Buy China’s tech sector: One big growth story that shouldn’t be disrupted too badly by any trade war is China’s tech industry. Companies such as Baidu BIDU, -1.81% Alibaba BABA, -2.26% and Tencent Holdings TCEHY, -1.58% are surging, based on the country’s increasingly wired population making these three stocks the Chinese equivalents of Google GOOG, -0.65% Amazon AMZN, -1.69% and Facebook FB, -0.03% respectively. Admittedly, those stocks have been caught up in the recent sell-off, but barriers to foreign competition are nothing new for China’s Big Tech stocks, and domestic growth should continue to power their long-term success regardless of trade-war talk.

Three to sell

Sell agriculture-related investments: One of the major U.S. export categories to China includes agricultural products. In fact, immediately after Wednesday’s news, there were deep declines across the board for commodities, including soybeans and corn. Most investors don’t directly invest in agricultural products, but investments like the PowerShares Agricultural ETF DBA, -0.69% have performed poorly in recent weeks, as have agribusiness plays like Monsanto MON, +0.20% which has declined since mid-March on a steady drumbeat of trade news.

Sell Boeing: With the defense industry being a favorite of the Trump administration and the veil of “national security interests” being pulled over this trade war, you may think that defense stocks are bulletproof during this market volatility. Not so fast. Boeing BA, -2.87% is particularly vulnerable to a trade war with China. Consider that in 2017, China was the second-largest foreign market for the company and worth nearly $12 billion in revenue, in large part because of its commercial passenger planes.
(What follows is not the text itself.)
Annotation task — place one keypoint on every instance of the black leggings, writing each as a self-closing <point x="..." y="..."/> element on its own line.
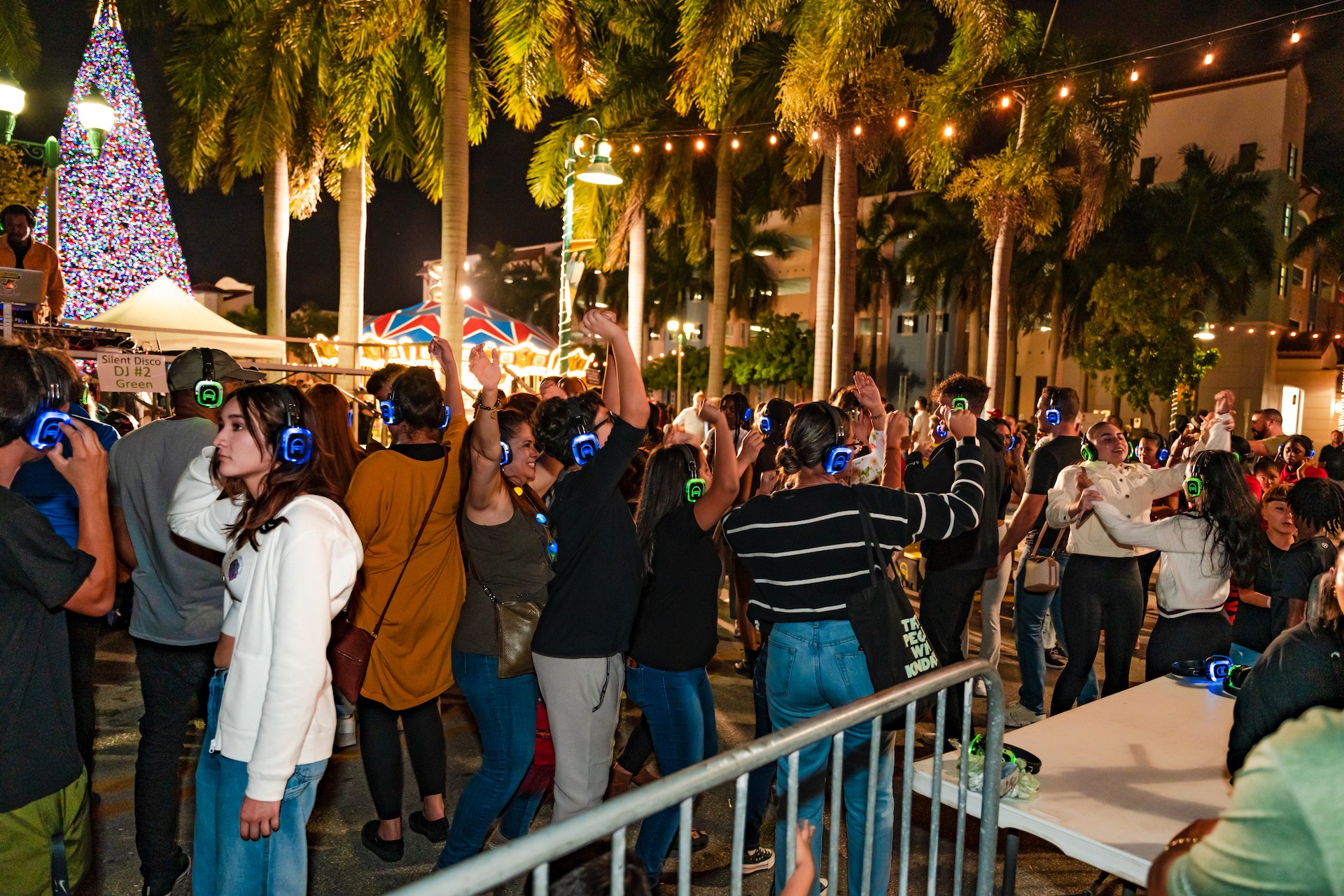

Sell chipmakers: As a group, semiconductor stocks are reliant on China as a source of revenue. Mega-caps like Broadcom AVGO, -1.56% and Intel INTC, -1.69% do billions in revenue in the region, and while mid-cap names like Qorvo QRVO, -0.97% may not have the same raw scale, these smaller chipmakers can generate more than half of their total sales in China. As of yet there are no specific measures that are raising red flags, but the sector’s heavy reliance on a trade partner that is taking retaliatory action doesn’t bode well.